Designer & Director: Stephanie Nicora and Reyes Florez

What to get now: Leather-free boots and shoes

Where to buy: Nicorashoes.com

Why vegan shoes? (Florez): Stephanie was already a vegan-leaning vegetarian when she quit her job in finance and entertainment and studied under a master artisan shoemaker. She started off saying, “OK, if I’m going to use leather, then what’s the most sustainable? Can I trace this back and see how the cattle are raised and if there is at least humanity in the raising process?” But the more she read and researched, she realized it’s impossible when you’re raising cattle and the amount of waste and devastation that happens — you can only use 30 percent of a given hide because of scarring and other things on animal skin. Then the more she learned about how it’s tanned and how harmful it is to workers, it became a no brainer to say, “I’ve just got to find something different.”

What materials do you use? We have a vendor in the old textile belt in South Carolina and, given their challenge of competing with outsourced production, they’ve chosen to compete by adopting the latest technology, and recycled polyester and plastics, to create the fabric and uppers for our sandals.
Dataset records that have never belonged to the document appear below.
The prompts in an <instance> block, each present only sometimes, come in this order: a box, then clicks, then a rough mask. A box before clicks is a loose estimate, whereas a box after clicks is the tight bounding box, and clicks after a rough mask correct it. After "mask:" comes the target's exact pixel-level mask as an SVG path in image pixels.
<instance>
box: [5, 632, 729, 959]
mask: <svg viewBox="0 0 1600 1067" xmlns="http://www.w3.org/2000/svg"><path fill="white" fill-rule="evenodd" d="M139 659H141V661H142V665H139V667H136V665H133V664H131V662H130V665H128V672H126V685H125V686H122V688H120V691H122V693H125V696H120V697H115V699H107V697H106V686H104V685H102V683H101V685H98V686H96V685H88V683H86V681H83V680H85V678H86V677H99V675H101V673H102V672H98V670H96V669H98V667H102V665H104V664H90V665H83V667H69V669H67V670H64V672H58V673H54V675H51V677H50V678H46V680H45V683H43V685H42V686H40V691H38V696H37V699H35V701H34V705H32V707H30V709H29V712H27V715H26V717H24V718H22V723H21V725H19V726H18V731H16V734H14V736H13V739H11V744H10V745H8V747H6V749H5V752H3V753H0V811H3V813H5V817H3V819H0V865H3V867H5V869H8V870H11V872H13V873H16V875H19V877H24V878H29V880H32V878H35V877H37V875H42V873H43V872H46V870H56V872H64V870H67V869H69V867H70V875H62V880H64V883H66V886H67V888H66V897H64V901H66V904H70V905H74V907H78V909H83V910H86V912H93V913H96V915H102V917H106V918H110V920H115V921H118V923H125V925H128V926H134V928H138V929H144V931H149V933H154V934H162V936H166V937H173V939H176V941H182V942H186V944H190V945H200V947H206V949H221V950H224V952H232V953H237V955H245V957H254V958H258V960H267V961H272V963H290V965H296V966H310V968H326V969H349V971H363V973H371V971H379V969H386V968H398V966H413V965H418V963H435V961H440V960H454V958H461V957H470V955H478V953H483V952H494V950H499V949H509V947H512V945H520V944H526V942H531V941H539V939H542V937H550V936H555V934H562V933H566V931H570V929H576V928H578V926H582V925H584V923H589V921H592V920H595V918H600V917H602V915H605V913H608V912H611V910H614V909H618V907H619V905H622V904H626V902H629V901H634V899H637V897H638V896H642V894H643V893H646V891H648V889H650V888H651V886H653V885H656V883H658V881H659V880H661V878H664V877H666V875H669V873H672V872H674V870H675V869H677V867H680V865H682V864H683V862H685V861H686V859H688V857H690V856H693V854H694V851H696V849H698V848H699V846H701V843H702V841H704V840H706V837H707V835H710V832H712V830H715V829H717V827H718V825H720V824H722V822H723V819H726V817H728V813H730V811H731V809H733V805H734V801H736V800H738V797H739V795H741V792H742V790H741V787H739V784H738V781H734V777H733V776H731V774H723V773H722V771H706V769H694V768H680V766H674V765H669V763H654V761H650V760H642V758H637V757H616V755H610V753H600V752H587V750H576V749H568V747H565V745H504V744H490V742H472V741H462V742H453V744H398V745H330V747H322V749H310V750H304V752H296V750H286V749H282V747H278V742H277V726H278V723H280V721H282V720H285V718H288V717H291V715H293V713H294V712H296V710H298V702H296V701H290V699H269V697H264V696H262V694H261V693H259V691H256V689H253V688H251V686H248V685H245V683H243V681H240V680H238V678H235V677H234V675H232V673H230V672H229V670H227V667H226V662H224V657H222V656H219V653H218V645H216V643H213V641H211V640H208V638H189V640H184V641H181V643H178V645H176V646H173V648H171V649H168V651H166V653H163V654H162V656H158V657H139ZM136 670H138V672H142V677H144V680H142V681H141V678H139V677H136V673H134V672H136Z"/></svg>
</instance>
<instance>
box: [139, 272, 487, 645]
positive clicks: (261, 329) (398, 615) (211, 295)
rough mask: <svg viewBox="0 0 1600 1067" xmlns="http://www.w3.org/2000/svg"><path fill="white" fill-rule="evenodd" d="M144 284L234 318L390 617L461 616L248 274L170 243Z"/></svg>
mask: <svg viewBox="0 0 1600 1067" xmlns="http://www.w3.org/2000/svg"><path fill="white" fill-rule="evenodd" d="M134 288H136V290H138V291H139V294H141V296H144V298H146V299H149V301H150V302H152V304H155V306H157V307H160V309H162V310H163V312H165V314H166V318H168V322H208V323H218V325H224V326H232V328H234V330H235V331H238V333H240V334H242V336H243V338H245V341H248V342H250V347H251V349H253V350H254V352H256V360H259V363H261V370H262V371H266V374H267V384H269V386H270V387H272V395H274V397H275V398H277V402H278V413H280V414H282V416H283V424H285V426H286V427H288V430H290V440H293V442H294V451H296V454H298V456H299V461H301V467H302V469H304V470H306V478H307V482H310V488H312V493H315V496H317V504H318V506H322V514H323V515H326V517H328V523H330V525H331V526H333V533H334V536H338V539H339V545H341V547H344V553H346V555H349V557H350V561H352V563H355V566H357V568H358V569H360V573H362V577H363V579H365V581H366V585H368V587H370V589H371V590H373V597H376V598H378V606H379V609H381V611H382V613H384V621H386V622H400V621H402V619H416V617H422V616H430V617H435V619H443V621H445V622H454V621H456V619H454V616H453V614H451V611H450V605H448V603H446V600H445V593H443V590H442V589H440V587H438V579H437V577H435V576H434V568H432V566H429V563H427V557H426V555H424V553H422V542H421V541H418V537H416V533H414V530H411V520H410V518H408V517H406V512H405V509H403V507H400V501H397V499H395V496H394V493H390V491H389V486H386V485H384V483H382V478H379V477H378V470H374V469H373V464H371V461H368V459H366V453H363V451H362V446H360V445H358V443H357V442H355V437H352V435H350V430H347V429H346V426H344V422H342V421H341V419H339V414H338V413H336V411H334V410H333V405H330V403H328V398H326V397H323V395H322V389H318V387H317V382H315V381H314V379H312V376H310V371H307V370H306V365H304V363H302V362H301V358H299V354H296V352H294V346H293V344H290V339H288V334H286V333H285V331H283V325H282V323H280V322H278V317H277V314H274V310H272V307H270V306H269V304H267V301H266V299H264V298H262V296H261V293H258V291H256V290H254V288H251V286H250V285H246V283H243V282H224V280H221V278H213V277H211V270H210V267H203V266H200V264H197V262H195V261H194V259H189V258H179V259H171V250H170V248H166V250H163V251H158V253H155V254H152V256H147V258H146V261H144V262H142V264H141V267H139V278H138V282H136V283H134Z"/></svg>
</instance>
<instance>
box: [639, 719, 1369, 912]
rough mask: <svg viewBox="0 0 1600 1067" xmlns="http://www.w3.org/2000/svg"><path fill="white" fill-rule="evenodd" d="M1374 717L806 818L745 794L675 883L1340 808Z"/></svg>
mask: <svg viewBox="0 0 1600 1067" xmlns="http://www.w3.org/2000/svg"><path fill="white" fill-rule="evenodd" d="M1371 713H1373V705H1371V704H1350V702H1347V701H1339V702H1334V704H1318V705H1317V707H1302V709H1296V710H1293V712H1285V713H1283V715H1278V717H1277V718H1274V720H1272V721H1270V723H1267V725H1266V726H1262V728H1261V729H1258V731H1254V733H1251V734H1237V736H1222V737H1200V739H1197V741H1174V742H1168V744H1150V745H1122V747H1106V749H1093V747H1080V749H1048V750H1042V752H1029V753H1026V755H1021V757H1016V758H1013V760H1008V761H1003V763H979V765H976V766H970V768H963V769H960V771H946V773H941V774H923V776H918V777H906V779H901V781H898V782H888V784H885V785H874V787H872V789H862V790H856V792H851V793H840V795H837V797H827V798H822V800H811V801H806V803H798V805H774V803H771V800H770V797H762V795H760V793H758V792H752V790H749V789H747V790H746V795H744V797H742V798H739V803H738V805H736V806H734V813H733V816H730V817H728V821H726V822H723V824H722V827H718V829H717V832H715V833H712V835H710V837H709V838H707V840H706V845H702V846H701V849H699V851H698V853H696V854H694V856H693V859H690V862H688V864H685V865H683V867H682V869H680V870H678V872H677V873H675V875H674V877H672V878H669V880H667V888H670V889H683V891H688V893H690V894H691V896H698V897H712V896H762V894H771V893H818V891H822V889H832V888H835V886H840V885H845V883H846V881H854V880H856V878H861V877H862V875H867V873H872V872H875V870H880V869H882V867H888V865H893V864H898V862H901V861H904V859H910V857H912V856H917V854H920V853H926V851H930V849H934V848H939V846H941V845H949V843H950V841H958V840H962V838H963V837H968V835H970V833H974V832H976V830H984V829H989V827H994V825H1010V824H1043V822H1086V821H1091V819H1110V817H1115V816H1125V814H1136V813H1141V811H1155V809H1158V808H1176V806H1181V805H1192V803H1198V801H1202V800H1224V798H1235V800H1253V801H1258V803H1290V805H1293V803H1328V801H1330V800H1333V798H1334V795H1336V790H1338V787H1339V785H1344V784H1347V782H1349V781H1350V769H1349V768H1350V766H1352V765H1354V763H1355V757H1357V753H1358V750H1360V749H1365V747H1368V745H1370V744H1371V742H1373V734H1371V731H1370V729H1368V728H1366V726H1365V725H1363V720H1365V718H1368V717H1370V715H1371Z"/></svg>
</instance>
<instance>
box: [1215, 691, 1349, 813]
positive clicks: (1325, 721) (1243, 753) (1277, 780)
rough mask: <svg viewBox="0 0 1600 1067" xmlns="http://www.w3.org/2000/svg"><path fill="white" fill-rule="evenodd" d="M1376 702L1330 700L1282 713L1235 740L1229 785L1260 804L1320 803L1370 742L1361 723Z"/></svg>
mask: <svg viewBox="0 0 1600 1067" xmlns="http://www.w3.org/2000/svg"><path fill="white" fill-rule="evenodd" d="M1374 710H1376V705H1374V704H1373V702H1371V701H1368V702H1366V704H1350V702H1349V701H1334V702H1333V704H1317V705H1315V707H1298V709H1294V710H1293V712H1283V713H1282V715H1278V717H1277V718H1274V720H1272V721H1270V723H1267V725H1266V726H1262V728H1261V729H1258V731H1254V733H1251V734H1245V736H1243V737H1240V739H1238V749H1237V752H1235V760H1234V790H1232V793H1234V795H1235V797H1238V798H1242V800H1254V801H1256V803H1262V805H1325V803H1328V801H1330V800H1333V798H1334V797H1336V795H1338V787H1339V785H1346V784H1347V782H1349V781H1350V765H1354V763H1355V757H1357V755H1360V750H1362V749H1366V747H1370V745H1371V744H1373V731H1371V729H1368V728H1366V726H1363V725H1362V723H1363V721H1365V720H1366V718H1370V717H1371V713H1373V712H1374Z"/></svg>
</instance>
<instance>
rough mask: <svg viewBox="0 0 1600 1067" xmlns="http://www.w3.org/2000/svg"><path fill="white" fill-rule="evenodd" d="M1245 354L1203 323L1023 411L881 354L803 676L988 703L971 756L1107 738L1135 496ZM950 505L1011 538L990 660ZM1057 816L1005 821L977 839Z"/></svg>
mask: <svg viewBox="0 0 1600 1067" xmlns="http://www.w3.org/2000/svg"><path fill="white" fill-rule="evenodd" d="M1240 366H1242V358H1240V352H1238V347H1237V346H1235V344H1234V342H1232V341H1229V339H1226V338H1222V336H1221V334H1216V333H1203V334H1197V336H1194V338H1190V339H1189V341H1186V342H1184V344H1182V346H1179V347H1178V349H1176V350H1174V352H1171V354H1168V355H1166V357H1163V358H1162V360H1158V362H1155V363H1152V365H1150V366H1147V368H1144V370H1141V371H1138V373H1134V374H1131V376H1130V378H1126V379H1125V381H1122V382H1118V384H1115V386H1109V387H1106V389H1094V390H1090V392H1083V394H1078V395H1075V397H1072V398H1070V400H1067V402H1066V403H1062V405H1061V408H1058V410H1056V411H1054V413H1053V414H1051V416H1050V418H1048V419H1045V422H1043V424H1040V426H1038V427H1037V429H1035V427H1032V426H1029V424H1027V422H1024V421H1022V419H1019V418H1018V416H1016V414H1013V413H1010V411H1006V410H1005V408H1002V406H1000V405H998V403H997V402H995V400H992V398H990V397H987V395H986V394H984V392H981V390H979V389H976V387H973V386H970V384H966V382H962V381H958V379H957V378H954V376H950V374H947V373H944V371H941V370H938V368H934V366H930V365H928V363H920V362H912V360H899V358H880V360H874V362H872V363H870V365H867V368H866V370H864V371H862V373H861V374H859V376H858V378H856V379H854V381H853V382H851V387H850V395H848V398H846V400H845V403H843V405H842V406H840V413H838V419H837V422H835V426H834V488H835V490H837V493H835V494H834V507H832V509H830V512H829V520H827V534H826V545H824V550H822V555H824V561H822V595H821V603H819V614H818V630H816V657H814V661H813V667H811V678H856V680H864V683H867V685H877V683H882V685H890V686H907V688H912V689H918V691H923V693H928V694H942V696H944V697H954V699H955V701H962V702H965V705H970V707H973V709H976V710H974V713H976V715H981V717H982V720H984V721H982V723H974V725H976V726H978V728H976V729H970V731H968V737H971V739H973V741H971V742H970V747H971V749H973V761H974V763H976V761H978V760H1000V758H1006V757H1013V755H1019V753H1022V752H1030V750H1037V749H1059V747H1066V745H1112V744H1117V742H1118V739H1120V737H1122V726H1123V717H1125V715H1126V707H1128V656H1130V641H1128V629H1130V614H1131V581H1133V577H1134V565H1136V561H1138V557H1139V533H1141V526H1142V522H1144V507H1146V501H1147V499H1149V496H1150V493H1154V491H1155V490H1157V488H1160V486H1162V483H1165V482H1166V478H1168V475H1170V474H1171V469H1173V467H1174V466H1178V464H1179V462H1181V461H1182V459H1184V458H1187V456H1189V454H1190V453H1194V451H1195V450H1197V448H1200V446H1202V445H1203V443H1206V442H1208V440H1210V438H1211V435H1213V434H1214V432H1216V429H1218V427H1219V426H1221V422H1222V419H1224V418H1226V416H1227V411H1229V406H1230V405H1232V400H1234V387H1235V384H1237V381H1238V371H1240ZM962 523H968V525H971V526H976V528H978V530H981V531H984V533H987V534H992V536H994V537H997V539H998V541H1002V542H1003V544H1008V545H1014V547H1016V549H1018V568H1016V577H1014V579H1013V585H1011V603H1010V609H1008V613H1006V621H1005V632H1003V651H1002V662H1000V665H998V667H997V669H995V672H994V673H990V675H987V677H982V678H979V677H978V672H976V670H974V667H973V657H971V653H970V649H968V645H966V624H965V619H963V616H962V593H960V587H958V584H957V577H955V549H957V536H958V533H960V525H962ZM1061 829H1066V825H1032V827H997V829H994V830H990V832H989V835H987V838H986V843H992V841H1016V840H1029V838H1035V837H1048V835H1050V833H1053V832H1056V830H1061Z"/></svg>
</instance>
Then we have a manufacturer in New England that creates our leather substitute, a significant portion of which is recycled as well.

VEGAN_DESIGNERS6
VEGAN_DESIGNERS6

Matt & Nat

Founders: Inder Bendi and Manny Kohli

What to get now: Shoulder bags, totes, and weekend satchels

Where to buy: Various national retailers, Mattandnat.com

How was Matt & Nat such an early vegan-bag pioneer? (From a spokesperson, as founder Inder Bendi is no longer with the company): Inder was living and studying in Montreal at the time of the company’s conception. He tried to be vegan for a month, when at that time [early ’90s] being vegan wasn’t a very popular concept. He realized how limiting the lifestyle was and saw a real opportunity for vegan products. Inder began Matt & Nat right out of university, in 1995 … It was built on one of the principles of veganism, which are respecting life and nature, and meant that there was a lot of attention paid to the material and quality. The company slowly grew, and in 2001, he partnered with now-president and owner Manny Kohli, an experienced and established businessman. Matt & Nat aims to prove that accessories don’t need to be made of leather to be considered fashionable.

What materials do you use? Various vegan leathers are used in the production of our products, the scientific terms being PU (polyurethane) and PVC (polyvinyl chloride). PU is biodegradable, making it less harmful for the environment, and its use is preferred. Over the years, we have been experimenting with different recycled materials such as nylons, cardboard, rubber, cork, and rubber tires. Since 2007, we have been committed to using linings made solely of 100 percent recycled plastic bottles. Today, we are proud to announce that we have recycled over 2 million plastic bottles in the manufacturing of our bags.